What is the significance of this fish? Maggie the fish serves both as the narrator of the film, and also as a sort of God-like figure that is constantly guiding the lives of the three main characters. Employing the use of constantly changing interior monologues and perspectives in both human and sometimes non-human form, as well as camera angles and mise-en-scene that are slightly askew from the norm, Yi Ok-seop creates a free flowing use of cinematic techniques that truly liberates the medium. In one of the most amazing sequences in Maggie, Yi Ok-seop daringly cuts back and forth between Yoon-Young and Sung-Won as they breathlessly try to meet each other to secure a rental agreement, culminating in a shot on top of a flight of stairs that leaves the viewer in genuine shock. In another inventive sequence, Lee Kyung-Jin and Yoon-Young try to determine the veracity of their co-workers at the hospital with a game of darts using syringes.

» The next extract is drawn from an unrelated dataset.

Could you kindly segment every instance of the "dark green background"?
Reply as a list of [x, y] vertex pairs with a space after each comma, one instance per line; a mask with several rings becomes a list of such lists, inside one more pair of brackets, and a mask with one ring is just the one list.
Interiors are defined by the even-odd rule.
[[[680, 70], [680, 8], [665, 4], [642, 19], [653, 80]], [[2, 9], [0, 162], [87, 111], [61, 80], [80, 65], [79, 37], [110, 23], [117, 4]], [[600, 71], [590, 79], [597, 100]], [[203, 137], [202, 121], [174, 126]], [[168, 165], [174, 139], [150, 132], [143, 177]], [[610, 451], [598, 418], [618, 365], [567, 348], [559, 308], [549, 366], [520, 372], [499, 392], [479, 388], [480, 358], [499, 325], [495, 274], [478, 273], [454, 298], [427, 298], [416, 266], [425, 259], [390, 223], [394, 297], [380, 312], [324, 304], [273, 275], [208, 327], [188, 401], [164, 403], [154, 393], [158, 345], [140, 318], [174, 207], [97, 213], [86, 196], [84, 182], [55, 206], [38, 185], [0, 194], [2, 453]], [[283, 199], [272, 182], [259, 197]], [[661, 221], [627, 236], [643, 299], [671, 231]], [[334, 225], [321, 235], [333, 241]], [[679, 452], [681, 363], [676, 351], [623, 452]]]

Throughout the film, Yi Ok-seop symbolically explores the concept of falling into pits, both literally through the sinkholes that are seemingly controlled by Maggie the fish, and the subconscious holes that the characters find themselves falling into. Nurse Yoon-Young becomes obsessed with finding out if her boyfriend is capable of violence after she learns from his ex that he may have hit her at one time. Lee Kyung-Jin can’t escape the memory of a traumatic childhood event that still affects her adult life on a personal and professional level. Sung-Won starts to suspect his co-workers of theft and deception after he loses a ring that Yoon-Young gave him. Maggie explores how each of these characters struggle to dig themselves out of the subconscious pits they have fallen into, leading to a surprising climax that neatly ties together Yi Ok-seop absurdist vision.

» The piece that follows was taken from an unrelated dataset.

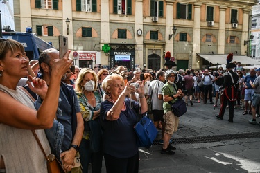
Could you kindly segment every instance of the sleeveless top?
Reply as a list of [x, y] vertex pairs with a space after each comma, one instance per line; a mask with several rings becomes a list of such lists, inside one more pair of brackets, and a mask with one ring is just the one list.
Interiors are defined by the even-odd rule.
[[[0, 90], [35, 109], [33, 100], [19, 86], [12, 90], [0, 84]], [[51, 149], [44, 130], [35, 130], [35, 132], [48, 156]], [[46, 158], [31, 130], [0, 123], [0, 158], [1, 156], [3, 158], [6, 172], [47, 172]]]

In an era where so many filmmakers start their careers off with routine, mundane films whose sole purpose is to impress the gatekeepers of the traditional Hollywood studio film machine, it’s refreshing to see a debut film like Maggie which unapologetically adheres to its own unique worldview.  Although Yi Ok-seop is influenced by masters of surrealism like Dali, Bunuel, and Maya Dern, at the same time she has created a personal vision that heralds the arrival of a new voice in cinema. We need more debut films like Maggie to move the language of film forward, and remind us of the many joyful possibilities within the medium that still are waiting to be discovered.